Etienne Simon-Lorière, directeur de l'unité génomique évolutive des virus à ARN à l'Institut Pasteur

Face au risque d'une telle résurgence ou de l'apparition d'autres coronavirus sévères pour l'homme, l'OMS prône pour de meilleures capacités de détection, d'anticipation et une approche plus globale de la gestion des pandémies.

Christian Lehmann, 64 ans, est médecin et écrivain. Il publie dans Libération une chronique intitulée « Journal d'épidémie », dont il a rassemblé les deux premières années dans un livre au printemps dernier (1). 

 

Que pensez-vous de l'OMS qui estime que la pandémie est loin d'être terminée ?
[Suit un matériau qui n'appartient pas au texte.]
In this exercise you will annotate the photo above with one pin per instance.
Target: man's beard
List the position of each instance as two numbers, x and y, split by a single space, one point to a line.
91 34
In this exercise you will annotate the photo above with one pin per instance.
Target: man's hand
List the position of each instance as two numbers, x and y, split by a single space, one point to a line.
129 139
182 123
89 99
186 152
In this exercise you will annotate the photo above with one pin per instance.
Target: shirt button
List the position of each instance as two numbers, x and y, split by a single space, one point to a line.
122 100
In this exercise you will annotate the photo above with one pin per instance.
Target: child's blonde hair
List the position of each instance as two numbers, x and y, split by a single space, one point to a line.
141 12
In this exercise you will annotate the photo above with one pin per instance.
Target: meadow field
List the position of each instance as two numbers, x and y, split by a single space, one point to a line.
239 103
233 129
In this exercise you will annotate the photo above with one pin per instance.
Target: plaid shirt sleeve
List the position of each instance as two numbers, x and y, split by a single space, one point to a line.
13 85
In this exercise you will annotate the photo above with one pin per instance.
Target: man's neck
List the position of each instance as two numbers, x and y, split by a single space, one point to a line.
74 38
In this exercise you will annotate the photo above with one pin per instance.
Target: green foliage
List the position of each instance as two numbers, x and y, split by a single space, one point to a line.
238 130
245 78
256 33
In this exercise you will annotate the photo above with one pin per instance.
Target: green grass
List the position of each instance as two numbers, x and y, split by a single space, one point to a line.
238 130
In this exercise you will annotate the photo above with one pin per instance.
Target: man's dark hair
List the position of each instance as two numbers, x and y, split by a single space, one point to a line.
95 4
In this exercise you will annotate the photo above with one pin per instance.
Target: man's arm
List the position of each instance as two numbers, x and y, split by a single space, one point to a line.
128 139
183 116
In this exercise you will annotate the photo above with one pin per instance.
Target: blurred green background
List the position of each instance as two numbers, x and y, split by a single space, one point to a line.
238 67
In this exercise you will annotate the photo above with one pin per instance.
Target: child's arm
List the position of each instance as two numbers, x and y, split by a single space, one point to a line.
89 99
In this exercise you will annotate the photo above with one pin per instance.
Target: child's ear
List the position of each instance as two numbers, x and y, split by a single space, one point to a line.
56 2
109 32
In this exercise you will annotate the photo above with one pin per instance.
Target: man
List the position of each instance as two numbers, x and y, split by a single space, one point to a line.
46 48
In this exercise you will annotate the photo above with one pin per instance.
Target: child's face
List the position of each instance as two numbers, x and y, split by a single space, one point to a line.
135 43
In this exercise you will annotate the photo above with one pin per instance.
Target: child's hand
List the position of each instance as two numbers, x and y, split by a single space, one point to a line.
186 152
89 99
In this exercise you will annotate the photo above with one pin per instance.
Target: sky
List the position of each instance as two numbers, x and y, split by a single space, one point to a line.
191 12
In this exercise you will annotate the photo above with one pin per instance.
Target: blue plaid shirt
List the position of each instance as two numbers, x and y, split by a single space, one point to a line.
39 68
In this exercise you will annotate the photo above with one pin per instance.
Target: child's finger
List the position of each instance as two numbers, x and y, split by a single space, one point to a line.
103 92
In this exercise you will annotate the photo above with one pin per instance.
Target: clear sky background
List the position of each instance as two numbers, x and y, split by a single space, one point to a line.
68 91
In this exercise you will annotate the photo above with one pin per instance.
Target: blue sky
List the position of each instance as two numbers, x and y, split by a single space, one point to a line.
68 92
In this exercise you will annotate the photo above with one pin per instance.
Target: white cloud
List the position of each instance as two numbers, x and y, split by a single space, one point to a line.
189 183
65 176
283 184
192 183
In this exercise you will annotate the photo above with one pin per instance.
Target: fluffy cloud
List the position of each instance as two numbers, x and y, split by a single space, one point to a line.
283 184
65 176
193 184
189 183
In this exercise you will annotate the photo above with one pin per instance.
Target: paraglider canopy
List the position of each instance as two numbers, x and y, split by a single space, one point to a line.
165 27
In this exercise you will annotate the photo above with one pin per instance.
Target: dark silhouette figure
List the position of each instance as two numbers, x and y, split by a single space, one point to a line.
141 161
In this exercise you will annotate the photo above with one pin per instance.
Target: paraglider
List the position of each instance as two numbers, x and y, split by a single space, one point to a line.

« Ça pourrait être une blague de stand-up : "quand est-ce qu’une pandémie est terminée ?" Pour la France, comme dans beaucoup de pays, la réponse serait "quand on en a marre". Et on en a marre, tous, collectivement. Sauf que le virus est toujours là, et, lui, il n’en a pas marre. »

« Il y a une fatigue, un déni pandémique. En grande partie à cause de la désinformation. Les antivaccins, France Soir et autres, qui racontent n'importe quoi H24 depuis trois ans. Ils réussissent quand même à dire, à la fois, que le masque n'a aucun effet, mais qu'il aurait causé une « dette immunitaire », la dernière escroquerie en date. Selon eux on devrait tous être morts depuis un an et demi, les vaccinés, mais comme on est encore là, ils disent qu'on cache les chiffres de la mortalité. »

Vous parlez aussi d'une désinformation « d'Etat »...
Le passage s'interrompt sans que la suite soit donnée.